C: C is the content specified is the most important element. There is a harmful element in the steel sheet for magnetic shield for generally reducing the F e 3 When C is precipitated / / 0.35. However, as described above, the inventors of the present inventors, has studied the force anhysteretic permeability permeability at low magnetic field to the deterioration by F e 3 C there was found to be improved. Therefore, it is not necessary to control the conventional yo urchin carbon amount trace amount (e.g. 0.0 0 3 0 wt% or less), the lower limit of the C amount is F e 3 0. where C starts the precipitation 0 0 5 wt% to. On the other hand, if the amount of C is excessively large, the coercive force is increased, it is not preferable because constraints caused sufficient degaussing conditions exert the anhysteretic magnetic permeability, coercivity 3.

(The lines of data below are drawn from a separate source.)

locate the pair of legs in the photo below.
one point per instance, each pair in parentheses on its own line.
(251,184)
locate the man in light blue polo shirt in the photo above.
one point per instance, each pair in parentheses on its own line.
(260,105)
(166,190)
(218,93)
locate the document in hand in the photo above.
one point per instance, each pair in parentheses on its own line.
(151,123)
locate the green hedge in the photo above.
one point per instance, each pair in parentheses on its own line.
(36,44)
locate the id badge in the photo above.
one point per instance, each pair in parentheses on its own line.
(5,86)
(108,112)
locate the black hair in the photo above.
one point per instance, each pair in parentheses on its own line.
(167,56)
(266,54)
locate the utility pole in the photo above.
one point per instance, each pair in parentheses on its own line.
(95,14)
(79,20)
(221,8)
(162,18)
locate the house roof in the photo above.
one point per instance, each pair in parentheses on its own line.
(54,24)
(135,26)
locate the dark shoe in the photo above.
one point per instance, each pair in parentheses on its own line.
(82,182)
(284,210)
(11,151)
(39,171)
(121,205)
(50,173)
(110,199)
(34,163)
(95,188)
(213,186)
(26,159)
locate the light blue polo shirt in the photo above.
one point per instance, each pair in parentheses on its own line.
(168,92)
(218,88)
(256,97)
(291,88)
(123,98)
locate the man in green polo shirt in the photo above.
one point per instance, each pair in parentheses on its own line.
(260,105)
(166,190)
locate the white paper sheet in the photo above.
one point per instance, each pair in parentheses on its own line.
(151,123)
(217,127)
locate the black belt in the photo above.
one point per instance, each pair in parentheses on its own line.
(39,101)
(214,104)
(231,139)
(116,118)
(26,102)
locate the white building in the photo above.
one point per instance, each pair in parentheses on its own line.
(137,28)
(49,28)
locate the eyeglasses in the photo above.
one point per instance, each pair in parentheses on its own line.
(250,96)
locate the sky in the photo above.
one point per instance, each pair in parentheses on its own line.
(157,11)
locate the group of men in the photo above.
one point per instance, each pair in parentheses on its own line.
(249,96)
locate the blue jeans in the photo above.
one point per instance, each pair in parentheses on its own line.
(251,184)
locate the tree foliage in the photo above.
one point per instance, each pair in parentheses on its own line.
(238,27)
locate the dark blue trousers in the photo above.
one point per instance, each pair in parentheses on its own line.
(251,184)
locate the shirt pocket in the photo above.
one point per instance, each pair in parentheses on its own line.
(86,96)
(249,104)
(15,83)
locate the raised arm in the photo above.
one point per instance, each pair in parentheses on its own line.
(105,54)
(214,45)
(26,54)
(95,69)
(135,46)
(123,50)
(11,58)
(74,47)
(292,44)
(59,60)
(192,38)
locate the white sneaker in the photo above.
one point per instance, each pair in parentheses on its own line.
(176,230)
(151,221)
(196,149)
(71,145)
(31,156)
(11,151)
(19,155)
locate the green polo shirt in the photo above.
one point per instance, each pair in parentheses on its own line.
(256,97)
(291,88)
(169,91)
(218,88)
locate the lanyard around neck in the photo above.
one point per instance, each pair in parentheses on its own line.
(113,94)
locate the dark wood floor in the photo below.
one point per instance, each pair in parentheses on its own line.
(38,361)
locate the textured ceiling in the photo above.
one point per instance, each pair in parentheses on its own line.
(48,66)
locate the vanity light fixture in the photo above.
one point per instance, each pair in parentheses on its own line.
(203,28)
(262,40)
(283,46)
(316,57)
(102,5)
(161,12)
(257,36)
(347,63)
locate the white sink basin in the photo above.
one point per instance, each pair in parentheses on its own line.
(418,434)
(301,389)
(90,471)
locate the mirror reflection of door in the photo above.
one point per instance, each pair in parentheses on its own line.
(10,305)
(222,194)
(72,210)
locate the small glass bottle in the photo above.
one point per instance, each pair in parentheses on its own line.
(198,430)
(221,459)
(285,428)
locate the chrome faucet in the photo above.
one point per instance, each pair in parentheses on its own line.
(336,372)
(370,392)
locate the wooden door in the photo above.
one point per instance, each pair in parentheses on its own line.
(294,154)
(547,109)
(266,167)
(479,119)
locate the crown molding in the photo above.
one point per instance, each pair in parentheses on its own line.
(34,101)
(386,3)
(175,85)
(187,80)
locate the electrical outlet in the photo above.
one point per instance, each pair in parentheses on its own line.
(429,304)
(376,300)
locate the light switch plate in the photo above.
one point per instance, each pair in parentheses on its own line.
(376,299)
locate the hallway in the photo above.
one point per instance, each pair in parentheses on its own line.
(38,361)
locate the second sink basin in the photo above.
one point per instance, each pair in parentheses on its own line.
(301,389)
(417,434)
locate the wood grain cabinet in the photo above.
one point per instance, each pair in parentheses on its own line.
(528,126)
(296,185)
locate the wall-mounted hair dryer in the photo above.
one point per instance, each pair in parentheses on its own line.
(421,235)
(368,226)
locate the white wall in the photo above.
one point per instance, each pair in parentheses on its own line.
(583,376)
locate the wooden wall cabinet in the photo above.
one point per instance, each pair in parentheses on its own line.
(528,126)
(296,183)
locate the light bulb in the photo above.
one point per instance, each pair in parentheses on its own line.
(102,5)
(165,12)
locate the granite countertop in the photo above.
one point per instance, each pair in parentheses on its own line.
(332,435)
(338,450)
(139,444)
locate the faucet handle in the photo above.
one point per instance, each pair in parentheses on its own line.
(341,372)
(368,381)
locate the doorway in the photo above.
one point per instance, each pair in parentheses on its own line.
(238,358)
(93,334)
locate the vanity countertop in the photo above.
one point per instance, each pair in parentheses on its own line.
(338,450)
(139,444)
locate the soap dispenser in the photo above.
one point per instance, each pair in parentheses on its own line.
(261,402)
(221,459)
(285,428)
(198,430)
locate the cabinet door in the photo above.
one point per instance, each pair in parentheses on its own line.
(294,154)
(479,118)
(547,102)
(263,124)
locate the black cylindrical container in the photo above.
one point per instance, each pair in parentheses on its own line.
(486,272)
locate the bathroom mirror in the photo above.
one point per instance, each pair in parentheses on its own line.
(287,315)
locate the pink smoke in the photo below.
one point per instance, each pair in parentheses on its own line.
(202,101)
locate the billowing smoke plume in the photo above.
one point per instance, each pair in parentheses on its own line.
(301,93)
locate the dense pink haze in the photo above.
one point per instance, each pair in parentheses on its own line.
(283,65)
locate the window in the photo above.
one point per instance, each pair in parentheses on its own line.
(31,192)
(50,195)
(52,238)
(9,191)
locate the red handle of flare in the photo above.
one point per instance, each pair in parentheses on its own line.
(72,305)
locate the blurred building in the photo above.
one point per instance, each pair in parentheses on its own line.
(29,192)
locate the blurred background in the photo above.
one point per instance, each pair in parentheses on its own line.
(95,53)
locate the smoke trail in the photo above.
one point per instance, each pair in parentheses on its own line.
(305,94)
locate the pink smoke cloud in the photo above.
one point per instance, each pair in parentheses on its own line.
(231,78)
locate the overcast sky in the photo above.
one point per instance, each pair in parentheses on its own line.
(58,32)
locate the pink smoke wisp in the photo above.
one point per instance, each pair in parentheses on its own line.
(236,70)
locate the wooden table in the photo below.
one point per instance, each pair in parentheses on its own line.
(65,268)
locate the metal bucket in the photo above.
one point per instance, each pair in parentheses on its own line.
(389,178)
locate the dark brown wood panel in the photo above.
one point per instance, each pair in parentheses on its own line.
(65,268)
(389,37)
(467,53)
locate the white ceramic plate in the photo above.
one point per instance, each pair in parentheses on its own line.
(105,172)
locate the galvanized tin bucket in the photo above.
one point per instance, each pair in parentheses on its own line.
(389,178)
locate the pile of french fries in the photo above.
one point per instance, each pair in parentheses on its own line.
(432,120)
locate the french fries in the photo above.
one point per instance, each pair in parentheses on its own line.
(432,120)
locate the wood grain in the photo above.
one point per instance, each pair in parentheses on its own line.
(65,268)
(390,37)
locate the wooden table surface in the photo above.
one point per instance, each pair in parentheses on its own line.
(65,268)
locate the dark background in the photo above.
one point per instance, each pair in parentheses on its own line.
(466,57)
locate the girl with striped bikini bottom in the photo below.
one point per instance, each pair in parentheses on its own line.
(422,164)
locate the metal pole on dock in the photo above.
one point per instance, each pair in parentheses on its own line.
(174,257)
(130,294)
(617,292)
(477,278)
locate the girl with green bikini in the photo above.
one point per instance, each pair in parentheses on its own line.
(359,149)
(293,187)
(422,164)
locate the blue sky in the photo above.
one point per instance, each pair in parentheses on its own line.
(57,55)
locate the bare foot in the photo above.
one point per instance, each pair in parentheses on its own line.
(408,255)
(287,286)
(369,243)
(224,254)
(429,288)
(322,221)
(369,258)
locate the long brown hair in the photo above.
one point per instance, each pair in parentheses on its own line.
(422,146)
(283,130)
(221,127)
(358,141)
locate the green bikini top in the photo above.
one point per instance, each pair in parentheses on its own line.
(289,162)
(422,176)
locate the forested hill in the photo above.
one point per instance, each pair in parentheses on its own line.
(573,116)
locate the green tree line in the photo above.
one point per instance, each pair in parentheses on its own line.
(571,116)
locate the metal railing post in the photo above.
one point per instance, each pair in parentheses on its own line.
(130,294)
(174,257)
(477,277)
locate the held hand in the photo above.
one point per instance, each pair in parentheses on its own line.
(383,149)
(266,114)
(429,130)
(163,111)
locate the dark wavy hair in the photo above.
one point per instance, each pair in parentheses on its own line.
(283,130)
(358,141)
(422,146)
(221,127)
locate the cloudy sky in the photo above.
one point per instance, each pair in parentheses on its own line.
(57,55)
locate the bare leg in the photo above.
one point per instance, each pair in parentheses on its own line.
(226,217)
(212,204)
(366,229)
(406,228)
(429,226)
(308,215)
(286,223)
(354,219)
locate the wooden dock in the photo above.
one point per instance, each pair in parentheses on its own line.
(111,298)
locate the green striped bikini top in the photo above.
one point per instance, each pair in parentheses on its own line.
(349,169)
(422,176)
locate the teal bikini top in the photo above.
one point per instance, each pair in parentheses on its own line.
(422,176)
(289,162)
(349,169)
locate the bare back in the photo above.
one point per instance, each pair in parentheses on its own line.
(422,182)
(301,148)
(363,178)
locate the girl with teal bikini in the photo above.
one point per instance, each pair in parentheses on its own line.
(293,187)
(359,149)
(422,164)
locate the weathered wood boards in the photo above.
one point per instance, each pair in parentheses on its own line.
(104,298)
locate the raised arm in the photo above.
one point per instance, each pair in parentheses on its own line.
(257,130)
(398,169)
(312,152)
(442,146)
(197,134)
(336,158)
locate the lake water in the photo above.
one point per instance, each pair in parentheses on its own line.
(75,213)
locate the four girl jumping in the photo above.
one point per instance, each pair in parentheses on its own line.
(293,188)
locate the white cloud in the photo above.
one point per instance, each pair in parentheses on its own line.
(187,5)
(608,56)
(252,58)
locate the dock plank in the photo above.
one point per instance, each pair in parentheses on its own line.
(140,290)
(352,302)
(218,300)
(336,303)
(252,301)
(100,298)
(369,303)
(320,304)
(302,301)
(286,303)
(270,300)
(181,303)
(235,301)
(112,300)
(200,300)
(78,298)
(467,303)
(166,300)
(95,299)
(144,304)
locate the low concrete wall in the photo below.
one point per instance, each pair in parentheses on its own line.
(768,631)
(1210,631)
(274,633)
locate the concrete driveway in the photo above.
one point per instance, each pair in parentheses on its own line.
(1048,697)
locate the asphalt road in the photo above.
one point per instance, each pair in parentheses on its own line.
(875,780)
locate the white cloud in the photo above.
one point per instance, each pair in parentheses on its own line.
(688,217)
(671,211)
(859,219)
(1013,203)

To less than OO e, and 0.0 less than 2 5% by weight of C content.

S i: S i is easily concentrated on the surface during annealing, undesirable since deteriorates the adhesion of the plating, and less than 0.3 wt%.

M n: Mn, the force is an effective element for that to improve the strength by increasing the steel Han Doringu of the steel sheet s, since excessive cost increases when added 1.

And 5% by weight or less.

P: P is an element effective for increasing the strength of the steel sheet, the amount is too large, and 0.0 5% by weight or less for cracking during production is likely to occur by segregation.

S: S is the smaller is rather desirable from the viewpoint of maintaining the degree of vacuum in the cathode ray tube, and 0.04 wt% or less. . S ol A l:. A l is an element necessary for deoxidation, undesirable for inclusion excessively large amount added is increased, S ol A l of the 0.1 wt% the upper limit to.

N: N is because a defect is likely to occur on the surface of the steel sheet when added in a large amount, and 0.0 1 wt% or less.

B: B is, Ru important element der that it is possible to increase the non-history permeability. B amount is in the 0 0 less than 0 3% 0.1 not exhibited the effect is effectively, when excessive addition of more than 0 1 wt% 0.1, while anhysteretic permeability improving effect is saturated in, or to raise the recrystallization temperature, causing problems such as the steel sheet is excessively hardened. Therefore, the addition amount of B and 0.0 0 0 3 wt% or more 0.0 1 wt% or less.

2. thickness

For the same reason as the first embodiment in the present embodiment, the thickness of the steel sheet is set to 0. 0 5 mm above 0. 5 mm or less.

3. coercivity

Coercivity becomes excessively large, increasing the sufficient magnetic shielding property required in order to exert a degaussing current or demagnetization width, there are cases where degaussing method is limited, the smaller is desirable, the in the embodiment to be less than 3. OO e.

4. non-history permeability

Anhysteretic magnetic permeability of the magnetic shield material is an effective indicator for Assess the color shift of the color cathode ray tube. If it puts use the value 8 5 0 0 or more magnetic shielding material, even color one cathode ray tube of a large or high-resolution, can be reduced to effectively practically no problem range Ri by the color shift. Thus, in this embodiment the anhysteretic magnetic permeability and 8 5 0 0 or more.

5. Plating

In this embodiment, like the first embodiment, arbitrary desirable from the viewpoint of 鑌 prevention, having C r flashing can layer and / or N i plating layer. Like the first embodiment are have you to this embodiment, the plating layer may be a single layer, rather it may also be multi-layered, also formed on both sides formed only on one surface of the steel sheet plated layer it may not necessarily limited for coating weight, adhesion amount enough to substantially coat the steel sheet surface is appropriately selected. Further, by performing chromate treatment after performing partially N i plating may cover the surface of the steel sheet.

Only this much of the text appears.